Daniel Day Lewis est convaincant en Tomas, Don Juan sympathique, puis dissident lors de la "normalisation" soviétique, qui "s'est fait tout petit devant la poupée" Juliette Binoche, qui incarne de manière stupéfiante la naïve Tereza. Dans la version originale en anglais, l'actrice prend même un accent slave délicieux.
La bande-son constituée des oeuvres de musique de chambre de Leos Janacek, le plus grand compositeur tchèque du début du XX s. Cette musique romantique et inspirée du folklore, mais déjà contemporaine -aussi proche de Brahms que les Tchèques le sont des Allemands... - est à la fois émouvante et âpre, parfois dissonnante, ce qui convient parfaitement à cette histoire d'amour sur fond de tragédie historique.

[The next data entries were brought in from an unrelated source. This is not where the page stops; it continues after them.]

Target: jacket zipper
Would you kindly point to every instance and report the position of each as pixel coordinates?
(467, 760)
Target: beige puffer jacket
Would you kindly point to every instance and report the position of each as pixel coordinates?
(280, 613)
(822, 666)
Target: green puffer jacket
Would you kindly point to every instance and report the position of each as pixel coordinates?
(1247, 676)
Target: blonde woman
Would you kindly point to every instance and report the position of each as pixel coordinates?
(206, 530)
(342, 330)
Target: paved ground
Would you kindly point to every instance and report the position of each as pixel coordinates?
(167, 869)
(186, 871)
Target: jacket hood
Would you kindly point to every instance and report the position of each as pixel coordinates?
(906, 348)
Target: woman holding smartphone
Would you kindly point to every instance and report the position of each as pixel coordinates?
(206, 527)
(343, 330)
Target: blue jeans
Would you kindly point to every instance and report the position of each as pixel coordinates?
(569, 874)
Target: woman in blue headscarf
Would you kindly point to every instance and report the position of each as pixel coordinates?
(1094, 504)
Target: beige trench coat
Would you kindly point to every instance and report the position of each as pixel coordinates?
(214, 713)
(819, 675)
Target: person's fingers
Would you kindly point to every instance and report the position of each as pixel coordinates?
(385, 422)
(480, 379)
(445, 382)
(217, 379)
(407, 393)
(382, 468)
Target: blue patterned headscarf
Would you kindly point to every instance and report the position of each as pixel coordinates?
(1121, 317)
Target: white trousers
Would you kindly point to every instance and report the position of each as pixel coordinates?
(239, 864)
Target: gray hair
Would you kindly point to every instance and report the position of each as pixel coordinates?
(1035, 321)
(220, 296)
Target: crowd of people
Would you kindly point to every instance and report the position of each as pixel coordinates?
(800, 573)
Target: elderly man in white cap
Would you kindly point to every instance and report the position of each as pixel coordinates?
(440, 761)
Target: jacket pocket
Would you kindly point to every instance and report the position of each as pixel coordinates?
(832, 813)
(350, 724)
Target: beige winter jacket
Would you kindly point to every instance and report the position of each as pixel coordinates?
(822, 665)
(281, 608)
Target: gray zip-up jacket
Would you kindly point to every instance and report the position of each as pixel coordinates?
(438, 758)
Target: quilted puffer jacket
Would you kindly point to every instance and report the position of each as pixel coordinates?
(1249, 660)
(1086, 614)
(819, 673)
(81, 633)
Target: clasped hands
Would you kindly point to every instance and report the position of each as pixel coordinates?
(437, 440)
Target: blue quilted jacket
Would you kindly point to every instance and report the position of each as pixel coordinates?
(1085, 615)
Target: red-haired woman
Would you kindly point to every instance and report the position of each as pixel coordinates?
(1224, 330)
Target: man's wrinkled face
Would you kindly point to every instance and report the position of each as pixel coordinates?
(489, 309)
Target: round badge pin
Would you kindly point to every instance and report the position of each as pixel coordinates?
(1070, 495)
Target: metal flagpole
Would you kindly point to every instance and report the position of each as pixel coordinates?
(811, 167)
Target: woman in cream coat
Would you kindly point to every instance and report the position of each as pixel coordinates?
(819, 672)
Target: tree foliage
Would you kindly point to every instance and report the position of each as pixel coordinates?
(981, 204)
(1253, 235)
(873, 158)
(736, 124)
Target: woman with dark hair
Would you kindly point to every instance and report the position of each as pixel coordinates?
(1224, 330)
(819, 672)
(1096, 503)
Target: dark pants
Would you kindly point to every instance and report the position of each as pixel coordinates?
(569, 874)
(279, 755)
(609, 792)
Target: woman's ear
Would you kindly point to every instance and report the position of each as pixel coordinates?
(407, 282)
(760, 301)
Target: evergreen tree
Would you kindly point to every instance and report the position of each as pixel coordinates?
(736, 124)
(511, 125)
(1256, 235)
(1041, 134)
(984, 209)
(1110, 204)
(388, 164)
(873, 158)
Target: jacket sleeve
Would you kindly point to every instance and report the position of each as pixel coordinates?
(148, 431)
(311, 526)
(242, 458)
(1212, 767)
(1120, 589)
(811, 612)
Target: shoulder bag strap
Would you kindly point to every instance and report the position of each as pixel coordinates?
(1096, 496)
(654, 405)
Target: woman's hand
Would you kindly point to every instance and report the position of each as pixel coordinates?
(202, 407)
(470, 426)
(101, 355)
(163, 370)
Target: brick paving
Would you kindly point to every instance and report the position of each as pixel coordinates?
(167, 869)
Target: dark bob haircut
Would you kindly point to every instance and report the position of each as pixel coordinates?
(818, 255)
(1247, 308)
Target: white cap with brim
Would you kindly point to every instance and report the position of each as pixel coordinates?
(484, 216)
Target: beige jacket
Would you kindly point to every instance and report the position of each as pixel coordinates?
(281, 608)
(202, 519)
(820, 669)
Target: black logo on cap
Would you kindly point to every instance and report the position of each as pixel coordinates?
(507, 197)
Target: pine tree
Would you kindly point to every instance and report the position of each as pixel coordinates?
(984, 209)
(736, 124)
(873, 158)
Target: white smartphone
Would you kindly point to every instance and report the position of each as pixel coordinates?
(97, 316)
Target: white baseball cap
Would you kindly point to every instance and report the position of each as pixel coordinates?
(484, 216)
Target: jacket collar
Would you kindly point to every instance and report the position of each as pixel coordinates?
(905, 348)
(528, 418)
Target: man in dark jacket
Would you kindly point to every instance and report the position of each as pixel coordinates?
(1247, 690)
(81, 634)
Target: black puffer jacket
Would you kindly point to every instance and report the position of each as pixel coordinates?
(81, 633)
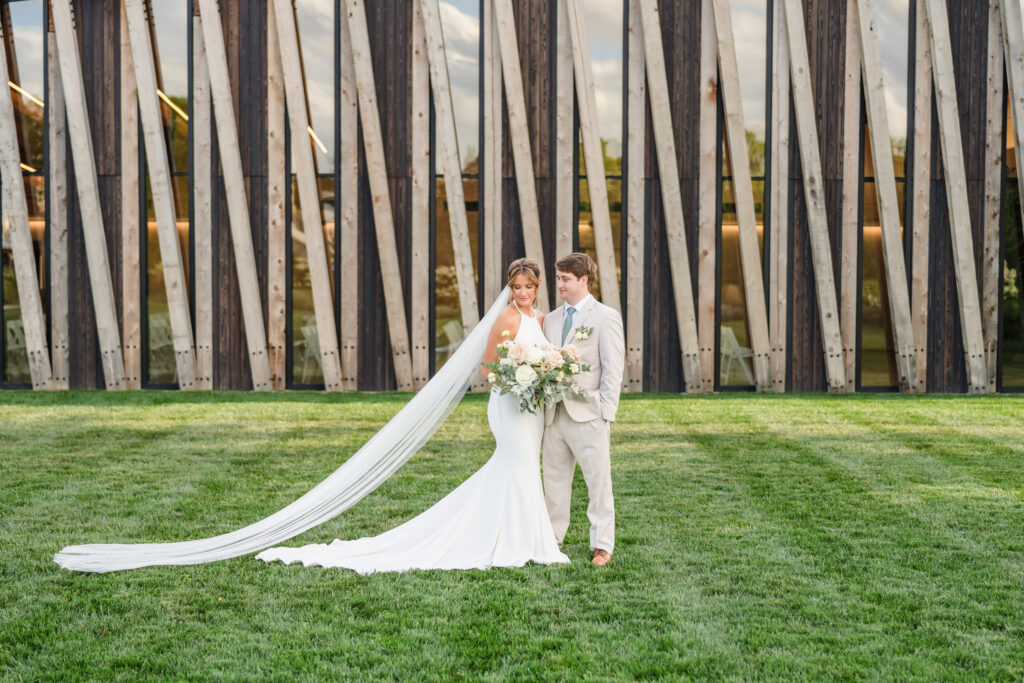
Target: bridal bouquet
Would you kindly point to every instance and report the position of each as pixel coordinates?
(540, 376)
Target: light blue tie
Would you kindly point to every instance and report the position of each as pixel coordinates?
(567, 325)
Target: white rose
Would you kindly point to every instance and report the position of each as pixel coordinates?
(553, 357)
(517, 352)
(525, 376)
(535, 355)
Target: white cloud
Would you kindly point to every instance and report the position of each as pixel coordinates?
(27, 25)
(462, 48)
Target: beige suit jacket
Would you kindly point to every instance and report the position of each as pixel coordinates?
(603, 350)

Les décors, fondamentaux pour une histoire qui a lieu pour l'essentiel à Prague, "ville dorée et baroque", "la perle de l'Europe", comme disent les guides touristiques... En 1987, la Tchécoslovaquie est encore fermée, et Kundera se souvient qu'il y a une autre ville qui ressemble étrangement à Prague : Lyon (une grande partie du vieux Lyon "rose" a d'ailleurs été construit à la même époque et avec le même esprit italien que Prague !). La reconstitution du printemps de Prague, puis de son écrasement, est donc possible, et elle est saisissante, les images en couleur se mêlant aux images d'archives, vraies ou fausses.
Philip Kaufman n'est peut-être qu'un réalisateur commercial, mais il sait traduire à merveille le fait que les grands enjeux de l'Histoire ne se réalisent qu'à travers de petites histoires, comme dans L'étoffe des héros.